Cultural Considerations: One of the primary aims of this study was to ensure that the EBA-O was not merely translated but also culturally adapted for Persian-speaking populations. During the translation process, we found that most questionnaire items were inherently applicable to Persian culture and required only minimal adjustments. Overeating behaviors—such as late-night snacking, cravings for high-fat and high-carbohydrate foods, and consuming large portions—are common across cultures, including Iran. Minor wording modifications were made to improve clarity, such as adding culturally relevant examples of high-carbohydrate foods (e.g., rice or bread, which are dietary staples in Iran) to items addressing food cravings.

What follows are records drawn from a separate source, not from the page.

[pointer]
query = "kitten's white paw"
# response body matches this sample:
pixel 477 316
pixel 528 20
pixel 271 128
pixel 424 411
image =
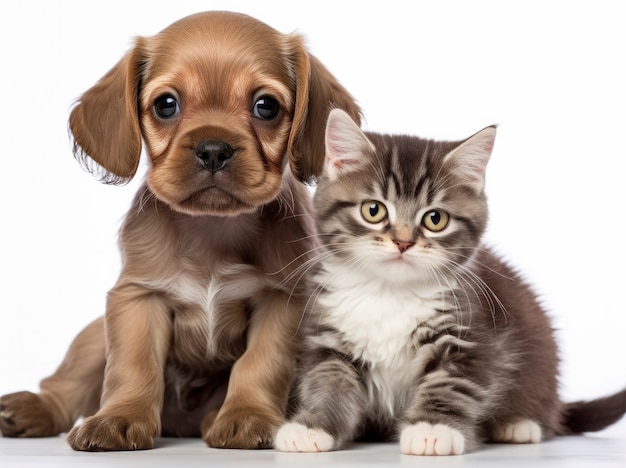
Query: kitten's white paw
pixel 428 439
pixel 525 431
pixel 294 437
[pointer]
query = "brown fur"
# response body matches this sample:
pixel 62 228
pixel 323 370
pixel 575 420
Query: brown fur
pixel 206 294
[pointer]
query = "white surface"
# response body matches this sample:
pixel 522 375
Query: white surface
pixel 607 449
pixel 551 73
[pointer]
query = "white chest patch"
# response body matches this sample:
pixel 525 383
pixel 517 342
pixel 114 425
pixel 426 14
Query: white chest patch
pixel 378 320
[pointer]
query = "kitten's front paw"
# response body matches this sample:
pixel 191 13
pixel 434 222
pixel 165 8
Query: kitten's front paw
pixel 294 437
pixel 25 414
pixel 525 431
pixel 428 439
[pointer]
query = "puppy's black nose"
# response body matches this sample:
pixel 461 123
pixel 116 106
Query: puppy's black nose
pixel 214 154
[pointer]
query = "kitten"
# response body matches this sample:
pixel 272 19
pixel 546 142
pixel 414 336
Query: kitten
pixel 415 329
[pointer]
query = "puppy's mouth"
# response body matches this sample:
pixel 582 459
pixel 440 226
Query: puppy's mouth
pixel 214 200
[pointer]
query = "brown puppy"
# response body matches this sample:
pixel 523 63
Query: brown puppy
pixel 208 293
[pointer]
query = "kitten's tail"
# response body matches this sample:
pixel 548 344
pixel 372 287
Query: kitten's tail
pixel 594 415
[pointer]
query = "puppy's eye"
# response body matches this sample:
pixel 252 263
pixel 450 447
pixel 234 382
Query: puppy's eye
pixel 166 107
pixel 266 108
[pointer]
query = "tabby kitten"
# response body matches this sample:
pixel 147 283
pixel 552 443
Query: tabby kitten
pixel 415 329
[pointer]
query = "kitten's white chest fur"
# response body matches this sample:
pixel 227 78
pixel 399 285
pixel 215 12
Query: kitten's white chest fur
pixel 378 319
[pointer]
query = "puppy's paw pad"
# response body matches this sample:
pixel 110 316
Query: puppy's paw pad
pixel 106 433
pixel 294 437
pixel 525 431
pixel 25 414
pixel 428 439
pixel 242 428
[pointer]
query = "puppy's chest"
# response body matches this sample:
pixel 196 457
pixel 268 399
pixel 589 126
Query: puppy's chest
pixel 210 314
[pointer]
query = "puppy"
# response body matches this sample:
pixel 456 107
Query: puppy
pixel 208 292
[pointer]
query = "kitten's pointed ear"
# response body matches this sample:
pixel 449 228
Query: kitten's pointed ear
pixel 346 145
pixel 470 158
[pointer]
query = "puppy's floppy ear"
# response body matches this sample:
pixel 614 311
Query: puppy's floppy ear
pixel 317 93
pixel 105 121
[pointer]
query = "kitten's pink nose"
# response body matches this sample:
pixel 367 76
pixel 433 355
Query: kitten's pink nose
pixel 403 246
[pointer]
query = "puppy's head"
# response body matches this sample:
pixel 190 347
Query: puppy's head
pixel 220 100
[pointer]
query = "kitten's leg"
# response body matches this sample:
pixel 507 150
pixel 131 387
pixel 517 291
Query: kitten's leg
pixel 331 403
pixel 431 439
pixel 444 414
pixel 524 431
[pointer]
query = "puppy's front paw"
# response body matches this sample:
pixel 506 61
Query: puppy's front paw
pixel 242 428
pixel 294 437
pixel 105 433
pixel 428 439
pixel 25 414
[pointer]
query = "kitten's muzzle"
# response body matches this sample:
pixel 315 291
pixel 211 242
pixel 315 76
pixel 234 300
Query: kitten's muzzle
pixel 214 155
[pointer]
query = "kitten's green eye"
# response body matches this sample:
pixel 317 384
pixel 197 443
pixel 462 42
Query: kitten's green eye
pixel 373 212
pixel 435 220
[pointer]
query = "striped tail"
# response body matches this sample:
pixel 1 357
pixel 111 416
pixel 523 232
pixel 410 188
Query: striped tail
pixel 594 415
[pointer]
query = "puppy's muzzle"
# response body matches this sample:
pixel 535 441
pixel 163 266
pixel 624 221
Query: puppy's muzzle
pixel 214 155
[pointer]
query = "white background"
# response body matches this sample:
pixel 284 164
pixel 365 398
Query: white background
pixel 550 73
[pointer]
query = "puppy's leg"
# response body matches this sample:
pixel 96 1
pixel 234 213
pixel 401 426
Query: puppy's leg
pixel 72 391
pixel 260 379
pixel 138 330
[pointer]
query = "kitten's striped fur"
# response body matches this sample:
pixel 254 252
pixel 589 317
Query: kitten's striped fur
pixel 411 333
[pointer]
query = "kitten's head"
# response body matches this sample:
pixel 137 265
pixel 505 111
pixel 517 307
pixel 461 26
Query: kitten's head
pixel 401 207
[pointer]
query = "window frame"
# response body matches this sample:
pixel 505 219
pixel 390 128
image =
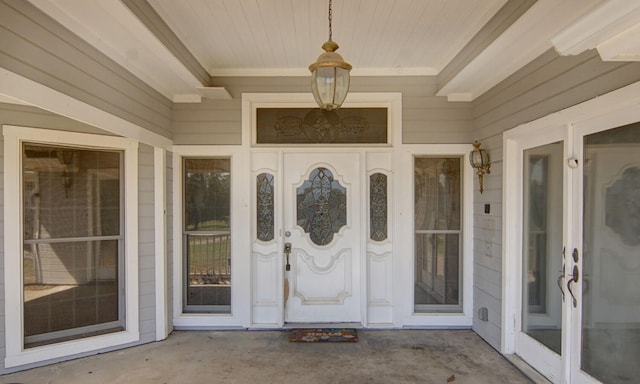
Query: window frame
pixel 205 308
pixel 14 136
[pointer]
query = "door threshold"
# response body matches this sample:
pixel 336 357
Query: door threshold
pixel 322 325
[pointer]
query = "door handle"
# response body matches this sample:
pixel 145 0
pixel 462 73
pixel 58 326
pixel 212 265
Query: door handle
pixel 561 283
pixel 560 279
pixel 575 276
pixel 287 252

Although night eating syndrome is not widely recognized as a clinical entity in Iran, late-night eating is culturally common, given the tendency toward later dinner times. The distribution of item responses in our sample confirmed that nocturnal eating behaviors were endorsed by a subset of participants. Thus, the content validity of the Persian version appears to remain intact. While we did not formally assess linguistic equivalence beyond the back-translation procedure, the strong psychometric performance suggests that any linguistic nuances did not hinder comprehension.
Clinical and Research Implications: The successful validation of the Persian EBA-O provides clinicians and researchers working with Persian-speaking individuals a comprehensive and practical tool for assessing problematic eating behaviors associated with obesity. This scale can be particularly valuable in bariatric surgery evaluations, structured weight-management programs, and obesity clinics across Iran and neighboring regions. With the EBA-O, clinicians can efficiently screen for behaviors such as night eating or binge eating, which may otherwise go undetected. Recognizing these behaviors is essential, as individuals with untreated binge eating or night eating tendencies often demonstrate poorer responses to standard weight-loss interventions and may require targeted psychotherapeutic or pharmacological support.
The EBA-O also aids in delivering tailored interventions. For example, individuals scoring high on Sweet Eating may benefit from strategies to manage emotional cravings for sweets, whereas those with elevated Food Addiction or Binge Eating scores may require cognitive–behavioral approaches focused on impulse control and coping skills. Importantly, because the EBA-O is easy to administer and does not require specialized training, it can be used by nutritionists, general practitioners, and other healthcare professionals. This is particularly advantageous in Iran, where access to eating-disorder specialists may be limited.
From a research standpoint, the Persian EBA-O enables rigorous investigation of obesity phenotypes in Iran. Researchers can examine the prevalence of maladaptive eating patterns such as night eating syndrome or food addiction and explore their relationships with metabolic outcomes, psychological factors, and treatment responses. The validated scale also facilitates epidemiological studies aimed at understanding the broader distribution of these behaviors within the general population and identifying cultural or environmental risk factors. Additionally, the availability of this tool opens opportunities for cross-cultural comparisons to determine whether patterns observed among Iranian individuals with obesity differ from those reported in other countries. Preliminary impressions suggest substantial overlap, pointing to the possibility that many overeating behaviors may be universal rather than culture-specific, though subtle distinctions (e.g., portion norms) warrant exploration.